Shady Side Academy makes statement, beats Burrell 61-27

Friday, December 14, 2018 | 10:57 PM

Burrell won a share of the Section 3-3A championship last season with a physical, grind-it-out, defensive style of basketball.

Shady Side Academy, one of the teams the Bucs split that title with, knew the formula to beat Burrell, and worked it to near perfection.

Using a full-court pressure defense, Shady Side Academy flummoxed and flustered Burrell on its way to a 61-27 rout in the Section 3-3A opener Friday night at Shady Side’s Mellon Gymnasium.

“Right now, everything’s like a second slow,” Burrell coach Shawn Bennis said. “The passes, they’re looking in the right spots, trying to get it in the right spots, but right now the passes are just a second slow. Right now, they’re catching (the ball) and thinking, and I always say when you think, you stink.”

Burrell swept the season series with Shady Side Academy last season, with the teams combining for 80 points or fewer in both games. But the Indians sped the Bucs up Friday night and reaped the rewards.

Shady Side (2-2, 1-0) forced 32 Burrell turnovers and held the Bucs to seven field goals — one apiece in the first and third quarters and two apiece in the second and fourth — to quickly turn the game into a runaway.

“We lost to them twice in the 30s. We’re not beating them in the 30s,” Shady Side Academy coach David Vadnais said. “…We remembered last year. You don’t forget losing two games and then being co-champs in the section. That was a lot of motivation for our guys.

“These guys, we were co-champs, but they beat us twice. So we really saw them as the section champs. We wanted to come out tonight and make a statement that we can compete.”

The Indians did more than that, using their depth and defense to their advantage. They began the game on a 9-0 run, ended the first quarter up 12-2 and kept increasing their lead from there. The lead was 29-9 at halftime, 49-12 through three quarters and grew to as many as 38 points in the fourth.
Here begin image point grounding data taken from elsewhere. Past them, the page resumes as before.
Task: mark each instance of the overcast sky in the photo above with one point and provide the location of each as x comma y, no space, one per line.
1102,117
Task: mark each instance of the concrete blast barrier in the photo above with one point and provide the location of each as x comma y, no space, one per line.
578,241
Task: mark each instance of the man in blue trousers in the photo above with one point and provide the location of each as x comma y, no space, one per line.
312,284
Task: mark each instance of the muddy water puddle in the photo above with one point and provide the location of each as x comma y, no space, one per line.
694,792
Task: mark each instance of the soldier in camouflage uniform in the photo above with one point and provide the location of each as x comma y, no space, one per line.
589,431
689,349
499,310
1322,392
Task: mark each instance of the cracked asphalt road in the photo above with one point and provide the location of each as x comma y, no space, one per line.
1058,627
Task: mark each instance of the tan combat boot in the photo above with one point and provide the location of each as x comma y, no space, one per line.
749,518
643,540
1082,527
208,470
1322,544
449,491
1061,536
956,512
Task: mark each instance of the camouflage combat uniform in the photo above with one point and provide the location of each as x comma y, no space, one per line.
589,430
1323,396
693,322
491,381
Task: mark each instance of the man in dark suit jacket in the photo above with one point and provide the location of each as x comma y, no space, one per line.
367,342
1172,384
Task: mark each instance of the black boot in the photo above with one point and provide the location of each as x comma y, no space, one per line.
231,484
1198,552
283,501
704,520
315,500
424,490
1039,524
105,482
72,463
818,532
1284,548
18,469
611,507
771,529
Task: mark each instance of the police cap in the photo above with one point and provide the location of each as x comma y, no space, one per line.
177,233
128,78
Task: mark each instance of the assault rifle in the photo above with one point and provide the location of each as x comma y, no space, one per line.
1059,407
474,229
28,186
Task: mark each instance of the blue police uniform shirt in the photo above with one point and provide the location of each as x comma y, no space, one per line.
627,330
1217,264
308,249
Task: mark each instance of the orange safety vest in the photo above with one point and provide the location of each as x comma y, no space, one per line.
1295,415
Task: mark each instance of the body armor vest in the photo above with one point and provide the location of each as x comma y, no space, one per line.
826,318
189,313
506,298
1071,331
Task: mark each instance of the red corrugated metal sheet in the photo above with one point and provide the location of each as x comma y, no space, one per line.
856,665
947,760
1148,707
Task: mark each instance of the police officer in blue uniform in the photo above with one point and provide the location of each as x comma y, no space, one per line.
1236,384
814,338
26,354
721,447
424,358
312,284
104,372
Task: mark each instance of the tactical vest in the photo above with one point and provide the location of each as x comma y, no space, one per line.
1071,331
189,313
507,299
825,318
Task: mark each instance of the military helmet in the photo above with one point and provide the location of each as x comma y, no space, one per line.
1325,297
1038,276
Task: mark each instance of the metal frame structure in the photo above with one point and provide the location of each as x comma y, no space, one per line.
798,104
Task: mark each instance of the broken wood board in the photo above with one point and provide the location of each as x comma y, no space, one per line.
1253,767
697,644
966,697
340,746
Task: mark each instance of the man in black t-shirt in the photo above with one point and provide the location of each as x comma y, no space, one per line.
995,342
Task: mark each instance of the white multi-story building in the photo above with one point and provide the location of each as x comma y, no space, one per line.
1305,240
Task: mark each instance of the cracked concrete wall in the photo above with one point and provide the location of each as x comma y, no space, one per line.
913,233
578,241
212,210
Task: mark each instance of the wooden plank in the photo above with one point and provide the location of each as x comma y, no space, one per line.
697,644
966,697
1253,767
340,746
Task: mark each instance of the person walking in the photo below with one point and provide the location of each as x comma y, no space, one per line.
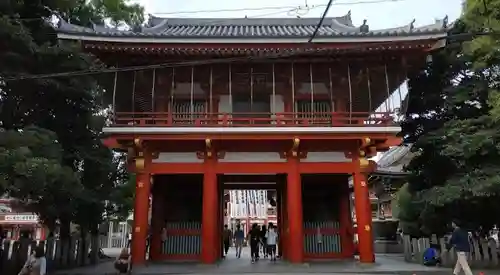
271,241
263,238
36,263
227,236
239,238
460,241
254,239
122,262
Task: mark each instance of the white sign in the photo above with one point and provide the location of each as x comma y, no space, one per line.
21,218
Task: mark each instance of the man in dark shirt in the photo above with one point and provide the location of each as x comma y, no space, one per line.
254,238
460,241
227,236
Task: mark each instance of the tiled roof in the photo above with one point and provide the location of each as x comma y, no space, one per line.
395,159
253,28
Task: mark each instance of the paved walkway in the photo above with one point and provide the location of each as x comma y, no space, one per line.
386,264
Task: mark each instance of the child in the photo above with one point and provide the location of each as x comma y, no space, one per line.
36,263
122,263
431,256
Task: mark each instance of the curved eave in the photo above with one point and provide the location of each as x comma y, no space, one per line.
252,40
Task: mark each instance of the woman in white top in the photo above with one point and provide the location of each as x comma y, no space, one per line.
36,263
272,239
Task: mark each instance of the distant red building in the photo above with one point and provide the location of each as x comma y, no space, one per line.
14,222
“That’s everything that we could have asked for,” Vadnais said. “That’s the style we have to play. We’re not a great half-court team. We don’t have guys that can necessarily take other teams’ guys off the dribble, so we have to use our depth, play with energy and speed games up. I thought we did a good job of that and gradually just wore them down.”

Burrell (1-4, 0-1) came into Friday’s game averaging just 37 points, and the Bucs’ offensive struggles continued. They didn’t convert a shot until reserve Alex Kotecki’s offensive rebound and putback with 2 minutes, 8 seconds remaining in the first quarter.

After turning the ball over a dozen times in the first half, Burrell’s first six possessions of the second half ended in a turnover. The Bucs had 15 turnovers in the third quarter alone.

“The same troubles that we’ve been experiencing the first few weeks,” Bennis said. “Turnovers are hurting us right now. Teams right now are just making us play the game of basketball. We have a lot of multisport athletes who are just getting back.”

Colin O’Connor scored 14 points to lead Shady Side Academy, and Grady Monroe added 12. Twelve Indians players scored, with Vadnais substituting frequently in the fourth quarter.

“Hopefully, it shows them that when we play that way, we can be at our best,” Vadnais said. “We should get a little bit of buy-in, like, OK, we were 1-2 coming in and haven’t been able to play that way for 32 minutes. We played a good Burrell team tonight and played the way we wanted for 32 minutes. Hopefully guys are excited and ready to go the next game.”

Logan Bitar scored 10 points to lead Burrell.

The Bucs don’t have much of a turnaround after Friday’s loss. The Bucs play Monessen, another team known for pressure defense, at 1:45 p.m. Saturday in the Westmoreland County Coaches Association Shootout at Hempfield.

“You have to react to how the defense is playing, and when you start doing that, you get layups for it and then teams have to start playing you straight up,” Bennis said. “Then we can play to our strengths, which is getting the appropriate people shots at the appropriate positions, quality of shots versus quantity of shots.”